Projection optical machine and projection device

Technical Field

The invention relates to the field of projection equipment, in particular to a projection optical machine and a projection device.

Background

The projector is widely applied to different occasions such as teaching, scientific research, meetings, reports and the like as office equipment. The digital light processing projector which occupies a larger market share at present adopts a digital micro-mirror device DMD as an imaging device and has the characteristics of high native contrast, small machine, closed light path and the like. The DMD is a projection technology for projecting an image by adjusting reflected light as a core component of a digital light processing projector. It is very different from a liquid crystal projector, and its imaging is realized by reflecting light by thousands of tiny mirrors. The DMD is apt to generate heat during operation, and if the heat generated by the DMD cannot be dissipated, the DMD will affect the working quality of the projector and the product life. Therefore, a reasonably designed heat dissipation structure is very important for the projector.

Disclosure of Invention

In view of the above situation, the present invention is directed to a projector and a projection apparatus.

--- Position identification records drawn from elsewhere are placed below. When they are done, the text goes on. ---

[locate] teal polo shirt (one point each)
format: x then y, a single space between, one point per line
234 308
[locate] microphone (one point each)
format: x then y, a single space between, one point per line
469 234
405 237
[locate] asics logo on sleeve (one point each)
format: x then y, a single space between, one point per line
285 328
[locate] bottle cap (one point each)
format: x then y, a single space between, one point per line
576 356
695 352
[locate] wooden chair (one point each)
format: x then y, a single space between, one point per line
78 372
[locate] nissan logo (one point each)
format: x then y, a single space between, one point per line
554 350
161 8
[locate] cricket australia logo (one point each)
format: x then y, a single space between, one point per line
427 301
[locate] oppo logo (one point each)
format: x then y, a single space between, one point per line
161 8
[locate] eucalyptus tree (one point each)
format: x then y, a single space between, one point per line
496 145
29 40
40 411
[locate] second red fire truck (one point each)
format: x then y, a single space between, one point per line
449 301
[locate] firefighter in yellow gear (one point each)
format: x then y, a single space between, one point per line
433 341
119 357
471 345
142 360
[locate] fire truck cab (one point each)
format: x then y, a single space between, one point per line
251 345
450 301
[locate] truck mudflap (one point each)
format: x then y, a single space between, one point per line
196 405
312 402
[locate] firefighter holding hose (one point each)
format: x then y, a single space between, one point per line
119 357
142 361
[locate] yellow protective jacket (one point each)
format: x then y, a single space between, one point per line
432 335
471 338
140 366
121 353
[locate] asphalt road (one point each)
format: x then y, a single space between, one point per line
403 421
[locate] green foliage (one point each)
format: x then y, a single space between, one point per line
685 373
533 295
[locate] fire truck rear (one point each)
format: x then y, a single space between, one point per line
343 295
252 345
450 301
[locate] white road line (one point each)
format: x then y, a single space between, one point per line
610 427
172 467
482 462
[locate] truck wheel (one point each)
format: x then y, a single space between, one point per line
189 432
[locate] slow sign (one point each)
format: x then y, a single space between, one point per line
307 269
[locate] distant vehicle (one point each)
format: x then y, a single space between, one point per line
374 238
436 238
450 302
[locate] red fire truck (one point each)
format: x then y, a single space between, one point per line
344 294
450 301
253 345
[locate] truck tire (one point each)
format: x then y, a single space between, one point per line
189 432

In order to achieve the purpose, the technical scheme adopted by the invention is as follows: the projection optical machine comprises a shell, a DMD (digital mirror device), a heat conducting piece, a pressing piece, a sealing piece, a circuit board, a buffer piece and a radiator, wherein the DMD, the heat conducting piece, the pressing piece, the sealing piece, the circuit board, the buffer piece and the radiator are sequentially stacked, and the DMD is fixed on the shell; the heat conducting piece, the pressing piece and the sealing piece are all provided with skylights, so that a first connecting structure arranged on the circuit board can be spliced with a second connecting structure arranged on the DMD to realize the electrical connection between the circuit board and the DMD; the heat radiator comprises a base body and an extension portion, the extension portion is integrally formed on the edge portion of the base body and protrudes towards the direction of the DMD, the surface of the extension portion, close to the DMD, is in surface contact with the surface of the pressing piece, far away from the DMD, and a heat dissipation channel is formed among the DMD, the heat conducting piece, the pressing piece and the heat radiator.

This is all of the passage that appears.